Incident report - April 16th

On April 16th, at 3:20 PM, Fermion's backend performance was heavily degraded for about 35 minutes. This impacted all customers using Fermion and made many services unavailable, including the Fermion API.

As an LMS provider and infrastructure for various layers, we take uptime as a core metric and this incident is something we're very sorry for. We are taking important measures to make sure the incident does not happen again.

Background

One of our customers we recently onboarded organized a 5000 student contest on Fermion. The contest consisted of coding lab questions and MCQs. 5000 users is not a huge scale, and we handle this scale often on a daily basis.

The contest was scheduled for the same time today. However, something happened in the contest that severely impacted our backend performance and brought down our core infrastructure.

What went wrong

Fermion's backend infrastructure roughly is as follows: Our internet traffic is received by a load balancer, that forwards the traffic to one of many Node.js processes connected with our production database using pgbouncer.

The setup is tested to handle more than 5000 RPS, and is fault tolerant to single host failure. Our peak requests currently is usually about 1000 RPS.

The customer who was running a contest with 5000 students caused the backend to go down, but not because of API requests. Quizzes in MCQs in a contest in Fermion use legacy software (from Codedamn) from a few years back.

The logic for the software works as follows:

Store the instructions, title, and options in markdown format.
When the client requests the quiz, convert the markdown into HTML on server-side. We used to do this for SEO reasons on Codedamn, and brought this code inside Fermion when building it last year.
Once the markdown to HTML conversion is done, we hash the markdown value (MD5 it) and store the generated HTML in a cache. This is done to prevent recomputing the same markdown again and again. To add on to it, the hash is not just of the markdown value, but some metadata about the markdown source as well.

In Fermion, a single quiz can have multiple questions. Also, you can have multiple quizzes in a single contest.

The customer who was running a contest created multiple quizzes with about 1000 questions in each quiz. Fermion allows limiting questions and randomizing questions to users, so even if you upload 1000 questions you can limit it to only 100 questions but fully randomized (stable randomizer with a seed) for every user.

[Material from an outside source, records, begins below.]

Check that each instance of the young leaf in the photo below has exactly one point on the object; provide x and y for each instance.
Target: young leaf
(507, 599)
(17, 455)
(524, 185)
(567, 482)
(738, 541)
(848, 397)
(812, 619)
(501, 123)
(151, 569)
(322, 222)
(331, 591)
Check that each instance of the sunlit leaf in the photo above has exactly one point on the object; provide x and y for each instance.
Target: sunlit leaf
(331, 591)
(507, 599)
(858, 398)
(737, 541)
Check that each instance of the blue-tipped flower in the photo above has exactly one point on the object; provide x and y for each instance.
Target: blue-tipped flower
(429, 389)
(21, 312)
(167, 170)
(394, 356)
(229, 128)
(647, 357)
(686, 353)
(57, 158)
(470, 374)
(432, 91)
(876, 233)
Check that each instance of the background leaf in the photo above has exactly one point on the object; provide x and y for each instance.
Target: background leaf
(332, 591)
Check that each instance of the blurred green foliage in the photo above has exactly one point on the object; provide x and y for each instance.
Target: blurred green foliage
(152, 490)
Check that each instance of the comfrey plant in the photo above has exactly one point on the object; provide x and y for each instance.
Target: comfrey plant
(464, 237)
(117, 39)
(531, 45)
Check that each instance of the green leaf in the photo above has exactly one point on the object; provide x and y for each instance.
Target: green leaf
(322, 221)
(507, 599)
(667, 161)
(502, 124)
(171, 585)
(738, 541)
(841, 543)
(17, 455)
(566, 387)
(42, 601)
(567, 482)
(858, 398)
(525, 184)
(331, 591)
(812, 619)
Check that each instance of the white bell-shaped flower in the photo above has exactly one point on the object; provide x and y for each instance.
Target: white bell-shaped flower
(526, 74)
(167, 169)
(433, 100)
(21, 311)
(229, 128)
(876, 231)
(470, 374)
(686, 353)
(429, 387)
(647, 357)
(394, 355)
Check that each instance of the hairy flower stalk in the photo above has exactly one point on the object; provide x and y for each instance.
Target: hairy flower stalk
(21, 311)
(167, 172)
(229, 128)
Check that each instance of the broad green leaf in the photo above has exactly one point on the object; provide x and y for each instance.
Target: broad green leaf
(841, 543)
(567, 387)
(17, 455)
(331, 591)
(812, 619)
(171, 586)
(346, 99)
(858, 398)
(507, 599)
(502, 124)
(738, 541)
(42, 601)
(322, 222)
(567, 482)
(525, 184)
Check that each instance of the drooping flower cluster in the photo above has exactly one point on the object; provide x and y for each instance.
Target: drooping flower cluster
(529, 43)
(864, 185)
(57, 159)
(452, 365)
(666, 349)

Now when the attempt started, 5000 people started their first question. Here is a list of events in order:

On the user side, we eagerly fetch all questions in a single quiz. Our existing clients always have setup about 10 questions in length (we checked it).
Questions were randomized, so no one was getting same set of 100 questions since out of 1000 questions if you have to create 100 question sets, the count of such sets is extremely large.
Node.js is not good for CPU bound tasks. Converting markdown to HTML is a two step process for us. Firstly we convert it to pure HTML, and then we run a DOMParser on top of it to sanitize any malicious input. This whole process can take anywhere between 0.5-5ms depending on content size and complexity of markdown.
Furthermore, our caching policy of markdown to HTML included metadata about the contest question set itself that made it impossible to get a cache hit on previously converted markdown.
This is where the problem happened. 5000 users are requesting about 100 questions, fully random, that are CPU blocking Node.js on server side rendering the markdown to HTML part, uncached.
Since the load balancer distributes the requests evenly, it started choking every single Node.js process we had running on this markdown to HTML conversion.

Furthermore, once the CPU got blocked for a long time, Node.js accepted new HTTP requests but did not respond them back, hanging all subsequent requests directed by load balancer to this specific process.



Incident timeline

All timestamps are in IST on April 16th, 2025.

3:20PM - We started receiving health check alerts that 50%+ of node processes are non-responsive.
3:30PM - Initial diagnosis was completed, and we figured out CPU block was the root cause. It took another 5 minutes to find the exact place where it was happening (inside the quiz markdown to HTML code).
3:40PM - a hotfix was deployed on our CI to bypass the conversion from markdown to HTML and just return markdown directly to client. This had the drawback that customers will see markdown as raw HTML (i.e. hashtags instead of real headings), but a favorable compromise for the moment.
3:50PM - fix was deployed successfully and systems started to show recovery.
3:55PM - all systems were fully up again.

Follow up steps

We take these incidents very seriously, and deeply apologize for the magnitude of impact and distress this caused to customers using Fermion. Here is what we're doing either immediately or soon in future:

Minimizing CPU blocking code impact from consumer-facing backend APIs: The CPU block of markdown to HTML on a bulk question set (100+) in one go was a massive oversight from our side and it should not have happened. We're turning our backend upside down to make sure we do not have such point of failures anywhere else in the codebase.
Building isolated backend processes dedicated to DSA execution and other critical infrastructure. Fermion offers an API for DSA coding lab execution, and although unrelated, this service also went down because the shared Node.js backend process was busy converting markdown to HTML.



Conclusion

The conditions necessary to cause this bug in the backen service are no longer possible in our production environment. We are deeply sorry for any disruption this caused our customers and to end users trying to access services.